The Bullitt Foundation, a Seattle-based sustainability advocacy group, is building what they call the “greenest, most energy efficient commercial building in the world.”
The six-story, 50,000-square-foot building in downtown Seattle’s Capitol Hill neighborhood is designed to be energy- and carbon-neutral, featuring solar panels for energy, water from a harvested rainwater system, indoor composting toilets, natural lighting, a system of geothermal wells for heating and a wood structure made out of FSC-certified wood.
“The goal of the Bullitt Center is to change the way buildings are designed, built and operated to improve long-term environmental performance and promote broader implementation of energy efficiency, renewable energy and other green building technologies in the Northwest,” the foundation says on its website.
One of the most eye-catching elements of the building will be its large, expansive rooftop covered in solar panels. Builders had to get a special permit from the ceiling to allow the panels to stretch out over the sides of the roof.
Another remarkable feature is a 50,000-gallon underground cistern, which will capture and treat rainwater using an onsite biofiltration system, reports Time magazine.
High ceilings and oversize windows will provide 82 percent of lighting from the sun, and windows are programmed to open and close automatically to regulate temperature inside the building. The staircase affords spectacular views of the Space Needle and downtown skyline–encouraging tenants to skip the elevator and take the stairs instead.
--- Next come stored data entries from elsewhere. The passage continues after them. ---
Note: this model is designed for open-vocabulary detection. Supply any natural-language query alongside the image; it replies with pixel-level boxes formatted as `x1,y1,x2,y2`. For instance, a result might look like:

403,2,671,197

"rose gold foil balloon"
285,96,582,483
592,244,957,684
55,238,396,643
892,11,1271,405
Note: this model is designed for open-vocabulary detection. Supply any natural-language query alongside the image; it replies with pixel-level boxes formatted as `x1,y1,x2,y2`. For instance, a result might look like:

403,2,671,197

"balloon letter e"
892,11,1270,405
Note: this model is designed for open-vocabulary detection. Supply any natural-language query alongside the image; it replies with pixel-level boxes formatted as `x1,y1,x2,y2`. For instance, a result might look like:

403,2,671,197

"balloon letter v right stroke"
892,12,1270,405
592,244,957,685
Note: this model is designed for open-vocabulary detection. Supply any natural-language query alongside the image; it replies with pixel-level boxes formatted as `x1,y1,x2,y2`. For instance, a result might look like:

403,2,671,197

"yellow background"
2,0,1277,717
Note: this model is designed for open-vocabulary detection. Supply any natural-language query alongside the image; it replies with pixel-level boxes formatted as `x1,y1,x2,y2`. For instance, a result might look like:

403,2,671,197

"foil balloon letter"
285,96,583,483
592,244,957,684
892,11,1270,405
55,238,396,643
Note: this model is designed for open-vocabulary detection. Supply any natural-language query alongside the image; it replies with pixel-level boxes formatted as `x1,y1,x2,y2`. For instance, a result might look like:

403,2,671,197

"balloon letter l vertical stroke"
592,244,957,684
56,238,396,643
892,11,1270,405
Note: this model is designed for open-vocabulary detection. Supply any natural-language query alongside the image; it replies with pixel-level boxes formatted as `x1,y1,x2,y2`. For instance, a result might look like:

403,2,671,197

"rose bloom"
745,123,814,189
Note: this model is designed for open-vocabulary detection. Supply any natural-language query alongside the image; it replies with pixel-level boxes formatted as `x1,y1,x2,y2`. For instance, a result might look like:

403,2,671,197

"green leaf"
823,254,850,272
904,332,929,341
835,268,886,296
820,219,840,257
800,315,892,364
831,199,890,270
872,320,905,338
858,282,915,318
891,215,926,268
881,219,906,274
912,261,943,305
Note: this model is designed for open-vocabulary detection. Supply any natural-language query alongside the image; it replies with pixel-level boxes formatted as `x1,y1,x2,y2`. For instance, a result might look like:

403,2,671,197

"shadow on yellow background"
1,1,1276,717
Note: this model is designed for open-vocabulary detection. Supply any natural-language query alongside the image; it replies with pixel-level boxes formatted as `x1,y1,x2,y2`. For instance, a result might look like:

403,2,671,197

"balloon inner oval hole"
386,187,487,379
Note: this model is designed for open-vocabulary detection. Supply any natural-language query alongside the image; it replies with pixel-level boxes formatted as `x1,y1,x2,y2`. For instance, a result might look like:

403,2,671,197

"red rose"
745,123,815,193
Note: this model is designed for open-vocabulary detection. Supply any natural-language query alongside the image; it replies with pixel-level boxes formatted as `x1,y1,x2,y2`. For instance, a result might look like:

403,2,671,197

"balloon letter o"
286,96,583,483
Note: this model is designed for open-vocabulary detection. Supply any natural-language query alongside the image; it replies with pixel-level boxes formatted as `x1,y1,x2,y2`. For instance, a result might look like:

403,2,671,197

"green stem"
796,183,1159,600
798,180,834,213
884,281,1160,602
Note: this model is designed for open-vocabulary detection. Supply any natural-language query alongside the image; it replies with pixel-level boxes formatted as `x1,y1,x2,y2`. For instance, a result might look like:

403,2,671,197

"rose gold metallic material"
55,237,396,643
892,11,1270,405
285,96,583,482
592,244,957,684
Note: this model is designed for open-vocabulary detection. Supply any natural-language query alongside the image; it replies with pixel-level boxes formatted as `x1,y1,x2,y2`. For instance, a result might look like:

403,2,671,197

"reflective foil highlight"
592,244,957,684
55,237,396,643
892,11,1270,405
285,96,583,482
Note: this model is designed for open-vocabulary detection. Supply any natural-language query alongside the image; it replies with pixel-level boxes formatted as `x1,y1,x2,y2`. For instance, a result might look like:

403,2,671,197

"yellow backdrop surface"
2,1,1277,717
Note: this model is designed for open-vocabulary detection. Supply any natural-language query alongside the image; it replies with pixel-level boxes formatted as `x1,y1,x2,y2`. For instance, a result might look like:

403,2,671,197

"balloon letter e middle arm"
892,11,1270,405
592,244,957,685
“The end result is an elegant, simple, modern structure,” says Denis Hayes, President of the Bullit Foundation, writing in Arcade magazine.
The building was designed to meet the rigorous standards of the Living Building Challenge, as put forth by the International Living Building Institute, a non-governmental organization committed to global sustainability.
To be certified as a Living Building, a structure is required to be self-sufficient for energy and water for at least 12 continuous months and to meet specific imperatives within seven performance areas: Site, Water, Energy, Health, Materials, Equity and Beauty.
So far, the institute has awarded “Living Building” certification to only three buildings worldwide.